Sudah pasti kalau TNI berhasil, maka pujian akan mengalir baik dari dalam dan juga luar negeri baik kepada TNI maupun Presiden. Namun bila yang terjadi sebaliknya, dimana ternyata TNI gagal dan apalagi jatuh korban, bukankah kasus ini akan menjadi “bumerang” khususnya bagi Presiden, karena pelanggaran UU yang dilakukan Presiden nyata dan tak terbantahkan.

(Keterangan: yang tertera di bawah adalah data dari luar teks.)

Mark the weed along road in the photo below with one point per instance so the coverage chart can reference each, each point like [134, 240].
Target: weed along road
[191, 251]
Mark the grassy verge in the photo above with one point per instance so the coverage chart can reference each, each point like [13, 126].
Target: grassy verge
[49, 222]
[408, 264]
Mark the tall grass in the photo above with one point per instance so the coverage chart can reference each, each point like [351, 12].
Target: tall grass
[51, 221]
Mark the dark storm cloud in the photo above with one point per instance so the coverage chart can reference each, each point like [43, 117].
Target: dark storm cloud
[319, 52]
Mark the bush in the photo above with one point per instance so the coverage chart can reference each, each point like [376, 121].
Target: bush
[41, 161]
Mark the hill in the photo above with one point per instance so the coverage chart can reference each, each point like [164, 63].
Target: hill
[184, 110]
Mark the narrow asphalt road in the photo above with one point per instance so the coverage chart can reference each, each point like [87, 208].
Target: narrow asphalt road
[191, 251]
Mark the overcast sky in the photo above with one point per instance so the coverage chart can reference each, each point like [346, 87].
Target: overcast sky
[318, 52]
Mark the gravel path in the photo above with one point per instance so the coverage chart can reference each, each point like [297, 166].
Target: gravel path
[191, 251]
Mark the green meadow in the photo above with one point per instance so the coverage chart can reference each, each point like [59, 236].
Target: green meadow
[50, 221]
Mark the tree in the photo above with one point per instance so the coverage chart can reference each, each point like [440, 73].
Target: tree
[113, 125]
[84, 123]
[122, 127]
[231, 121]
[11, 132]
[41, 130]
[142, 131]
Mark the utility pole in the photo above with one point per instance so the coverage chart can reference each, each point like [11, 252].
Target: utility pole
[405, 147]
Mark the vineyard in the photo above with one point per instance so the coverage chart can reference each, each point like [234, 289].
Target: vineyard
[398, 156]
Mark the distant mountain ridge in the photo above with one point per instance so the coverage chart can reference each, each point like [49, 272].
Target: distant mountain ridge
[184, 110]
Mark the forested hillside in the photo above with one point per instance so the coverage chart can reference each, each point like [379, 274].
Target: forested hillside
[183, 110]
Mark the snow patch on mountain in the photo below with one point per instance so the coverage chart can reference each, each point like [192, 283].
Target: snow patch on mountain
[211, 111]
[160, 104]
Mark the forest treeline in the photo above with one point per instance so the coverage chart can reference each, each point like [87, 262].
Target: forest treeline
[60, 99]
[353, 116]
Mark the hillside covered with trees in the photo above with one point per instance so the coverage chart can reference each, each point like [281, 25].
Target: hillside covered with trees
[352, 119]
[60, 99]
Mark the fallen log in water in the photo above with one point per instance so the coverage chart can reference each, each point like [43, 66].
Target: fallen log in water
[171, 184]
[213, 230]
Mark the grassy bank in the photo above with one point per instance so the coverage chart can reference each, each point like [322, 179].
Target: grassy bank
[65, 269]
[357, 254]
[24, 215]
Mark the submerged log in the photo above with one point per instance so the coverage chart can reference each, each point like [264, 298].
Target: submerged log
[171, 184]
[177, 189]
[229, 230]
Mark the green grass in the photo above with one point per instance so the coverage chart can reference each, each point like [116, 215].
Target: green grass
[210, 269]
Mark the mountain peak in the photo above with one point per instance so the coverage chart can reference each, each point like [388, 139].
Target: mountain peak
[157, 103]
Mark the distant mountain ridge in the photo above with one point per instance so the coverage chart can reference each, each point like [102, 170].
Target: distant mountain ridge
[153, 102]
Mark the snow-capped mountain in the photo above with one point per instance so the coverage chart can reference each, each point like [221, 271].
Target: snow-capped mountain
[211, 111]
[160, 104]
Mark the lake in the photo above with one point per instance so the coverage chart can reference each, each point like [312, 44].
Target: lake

PERPPU Keamanan Nasional Sebagai Solusi.

Disadari atau tidak, UU Anti Terorisme yang ada saat ini juga diskriminatif dan sekaligus penyimpangan yang mendasar dari tujuan didirikannya negara yang salah satunya adalah untuk melindungi segenap bangsa. Persoalan yang mendasar, apakah karena  Presiden dan Diplomat Asing adalah VVIP dan atau karena Obyek Aksi Teror nilai rupiah nya tinggi, maka yang ditugasi untuk mengatasinya adalah TNI.

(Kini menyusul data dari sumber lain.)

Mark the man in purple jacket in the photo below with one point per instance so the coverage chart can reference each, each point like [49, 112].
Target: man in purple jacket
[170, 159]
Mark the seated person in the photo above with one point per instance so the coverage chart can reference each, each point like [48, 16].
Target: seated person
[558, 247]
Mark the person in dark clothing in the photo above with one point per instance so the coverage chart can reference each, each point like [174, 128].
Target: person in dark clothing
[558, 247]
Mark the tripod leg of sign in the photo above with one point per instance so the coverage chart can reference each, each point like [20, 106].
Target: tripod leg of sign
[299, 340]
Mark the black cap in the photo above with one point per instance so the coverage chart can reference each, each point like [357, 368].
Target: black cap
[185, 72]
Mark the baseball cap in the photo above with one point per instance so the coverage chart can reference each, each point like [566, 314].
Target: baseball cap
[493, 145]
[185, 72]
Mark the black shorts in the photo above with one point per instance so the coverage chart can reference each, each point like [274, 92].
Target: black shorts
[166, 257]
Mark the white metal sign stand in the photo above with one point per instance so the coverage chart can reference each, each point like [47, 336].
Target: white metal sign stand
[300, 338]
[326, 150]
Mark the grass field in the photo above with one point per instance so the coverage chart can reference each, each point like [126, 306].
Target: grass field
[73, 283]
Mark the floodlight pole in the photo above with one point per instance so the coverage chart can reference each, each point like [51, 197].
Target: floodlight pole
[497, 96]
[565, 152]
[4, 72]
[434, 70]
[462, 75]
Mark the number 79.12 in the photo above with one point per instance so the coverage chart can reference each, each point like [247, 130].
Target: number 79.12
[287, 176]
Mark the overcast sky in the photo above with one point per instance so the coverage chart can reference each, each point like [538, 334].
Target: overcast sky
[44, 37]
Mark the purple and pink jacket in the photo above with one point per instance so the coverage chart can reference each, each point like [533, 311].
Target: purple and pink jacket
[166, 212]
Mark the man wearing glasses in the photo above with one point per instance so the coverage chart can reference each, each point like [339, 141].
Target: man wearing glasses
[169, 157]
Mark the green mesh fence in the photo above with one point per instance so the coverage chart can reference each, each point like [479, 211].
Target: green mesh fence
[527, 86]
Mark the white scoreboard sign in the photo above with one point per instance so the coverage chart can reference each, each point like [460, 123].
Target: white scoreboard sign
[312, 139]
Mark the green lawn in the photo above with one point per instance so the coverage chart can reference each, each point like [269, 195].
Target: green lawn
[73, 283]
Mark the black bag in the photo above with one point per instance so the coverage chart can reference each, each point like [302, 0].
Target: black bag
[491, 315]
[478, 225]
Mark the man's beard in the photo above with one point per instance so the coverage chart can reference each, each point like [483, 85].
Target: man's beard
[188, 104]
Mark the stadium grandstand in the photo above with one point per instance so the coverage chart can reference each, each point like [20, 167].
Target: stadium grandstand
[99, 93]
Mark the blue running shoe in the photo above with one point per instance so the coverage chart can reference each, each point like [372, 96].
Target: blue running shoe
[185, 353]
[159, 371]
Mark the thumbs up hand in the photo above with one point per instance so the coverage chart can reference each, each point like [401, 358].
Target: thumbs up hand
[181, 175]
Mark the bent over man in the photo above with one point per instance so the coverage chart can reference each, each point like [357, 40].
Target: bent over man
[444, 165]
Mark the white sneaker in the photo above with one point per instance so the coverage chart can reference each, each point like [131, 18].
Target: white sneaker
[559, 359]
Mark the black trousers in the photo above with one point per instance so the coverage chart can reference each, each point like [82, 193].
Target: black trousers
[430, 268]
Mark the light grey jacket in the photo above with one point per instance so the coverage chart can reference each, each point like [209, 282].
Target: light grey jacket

Sementara kalau calon korbannya RAKYAT KEBANYAKAN maka cukup diatasi oleh Polri saja. Lantas bagaimana terhadap Aksi Terorisme dalam bentuk penyanderaan terhadap rakyat biasa umpamanya, yang sejak awal sesungguhnya dapat diukur, mustahil bakal bisa diatasi oleh Polri. Dan siapa yang menjamin bahwa rakyat biasa yang disandera tersebut tidak duluan jadi korban yaitu manakala Polri gagal dalam mengatasinya. Sebuah ironi, UU dibuat dengan perlakuan diskriminatif justru terhadap rakyatnya sendiri.

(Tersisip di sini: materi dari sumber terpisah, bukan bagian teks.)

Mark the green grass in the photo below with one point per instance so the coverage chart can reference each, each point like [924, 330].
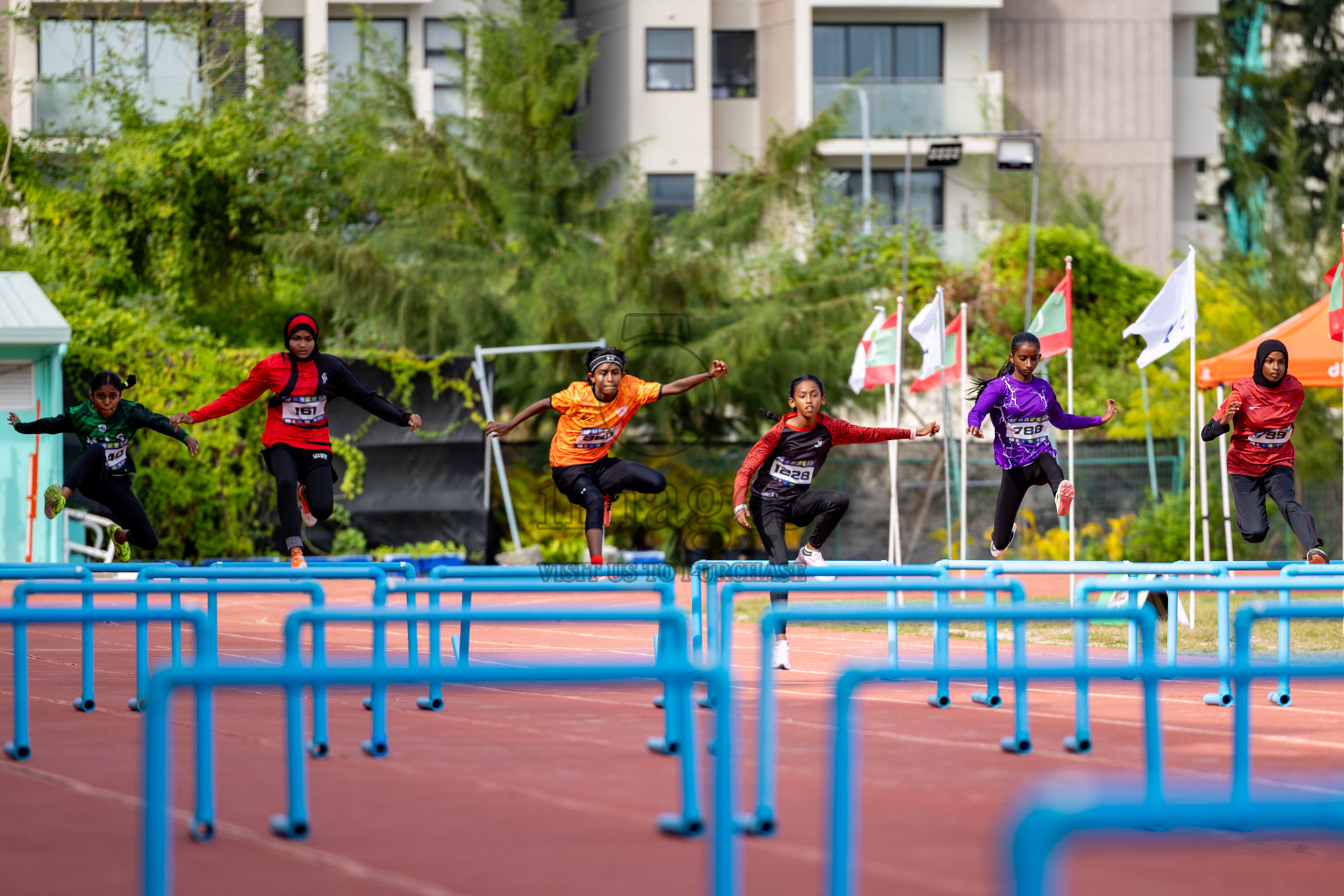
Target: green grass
[1309, 637]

Dan karena kuatnya “TARIK-ULUR” dalam proses penerbitan Perpres Tentang Pelibatan TNI Dalam Mengatasi Aksi Terorisme dan bisa saja akan terus berlarut entah sampai kapan. Disisi lain proses pengajuan RUU Keamanan Nasional juga mengalami “kemandegan”, maka atas nama kedaruratan akibat kekacauan dan kekosongan hukum, kiranya Presiden perlu segera menerbitkan PERPPU KEAMANAN NASIONAL untuk mengatur kembali posisi TNI, Polri dan aparat penegak hukum lainnya dalam sebuah Sistem Keamanan Nasional dalam kerangka penegakan demokrasi dan perlindungan HAM.

Dan PERPPU tersebut sekaligus juga untuk “membatasi” keberadaan Polri dengan segala peran dan “hak istimewanya” yang belakangan ini yang kecenderungannya hendak menggantikan posisi TNI-AD seperti model dijaman Orde Baru, syukur bisa untuk menghentikannya.

Dirgahayu TNI pada HUT nya ke 75 Tahun.

*Mantan Wakil Ketua Tim Penyusun Kosep Reformasi Internal ABRI Tahun 1998.